Colrain firefighters rescue dog from McLeod Pond

  • Dixie, a 9-year-old Pit Bull mix owned by Dr. Richard Warner, of Buckland, is tended to by EMTs in an ambulance after being rescued from McLeod Pond in Colrain by firefighters Thursday afternoon. Courtesy photo/Colrain Firefighters’ Association

  • Dixie, a 9-year-old Pit Bull mix owned by Dr. Richard Warner, of Buckland, rests comfortably with a blanket after being rescued from the icy waters of McLeod Pond by the Colrain Fire Department on Thursday evening. Warner said Dixie is doing fine and is in good health. CONTRIBUTED PHOTO/DR. RICHARD WARNER

Staff Writer
Published: 12/10/2020 10:00:08 PM

COLRAIN – Dogs are often described as man’s best friend. On Thursday, one canine had some friends in Colrain firefighters when they rescued her from the icy water of McLeod Pond.

Crew members responded to the end of Stacy Road after the emergency call about a dog through the ice came in at 4:12 p.m., according to a post on the Colrain Firefighters’ Association’s Facebook page. Dr. Richard Warner, of Buckland, had been cycling with his dog, Dixie, when the pooch ran off, only to be found whining and treading water in a hole in the ice about a half-hour later. Warner said he immediately called a friend about getting a ladder to the spot, but it was decided that was too risky and 911 was called.
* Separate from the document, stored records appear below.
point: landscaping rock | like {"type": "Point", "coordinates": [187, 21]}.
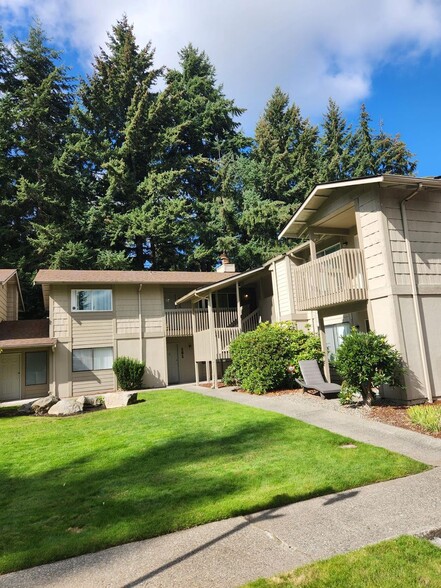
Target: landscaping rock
{"type": "Point", "coordinates": [26, 408]}
{"type": "Point", "coordinates": [117, 399]}
{"type": "Point", "coordinates": [67, 407]}
{"type": "Point", "coordinates": [93, 400]}
{"type": "Point", "coordinates": [42, 405]}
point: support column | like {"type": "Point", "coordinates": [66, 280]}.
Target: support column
{"type": "Point", "coordinates": [213, 344]}
{"type": "Point", "coordinates": [324, 348]}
Donning dry suits and life preservers, two firefighters used a collapsible ladder to crawl roughly 20 yards across the ice and pull the dog from the water. According to the Facebook post, crew members on shore then pulled the firefighters and the dog back to solid ground. An ambulance was waiting at the pond’s southern end roughly a quarter-mile away, where first responders used heated blankets to treat Dixie for hypothermia.
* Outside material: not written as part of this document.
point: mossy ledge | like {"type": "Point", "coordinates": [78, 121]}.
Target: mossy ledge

Warner said Dixie, a 9-year-old Pit Bull mix from North Carolina, spent an hour and a half in the frigid water and the two firefighters that rescued her had to wrap her in a sling to remove her from the pond because she was too weak to stand. He said the dog is now fine and there was no need to visit a veterinarian.
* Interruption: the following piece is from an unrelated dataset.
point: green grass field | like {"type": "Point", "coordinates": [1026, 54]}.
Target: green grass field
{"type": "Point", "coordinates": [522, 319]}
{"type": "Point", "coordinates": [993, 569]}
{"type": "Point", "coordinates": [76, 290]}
“You feel very helpless because there was nothing, really, I could do up there by myself,” said Warner, who lives and practices medicine in Buckland. “(The first responders) did an amazing job.”

He explained he was mountain biking in Catamount State Forest, “and Dixie loves to come along and run the trails.” On Thursday, however, she disappeared and ventured onto the frozen pond for unknown reasons.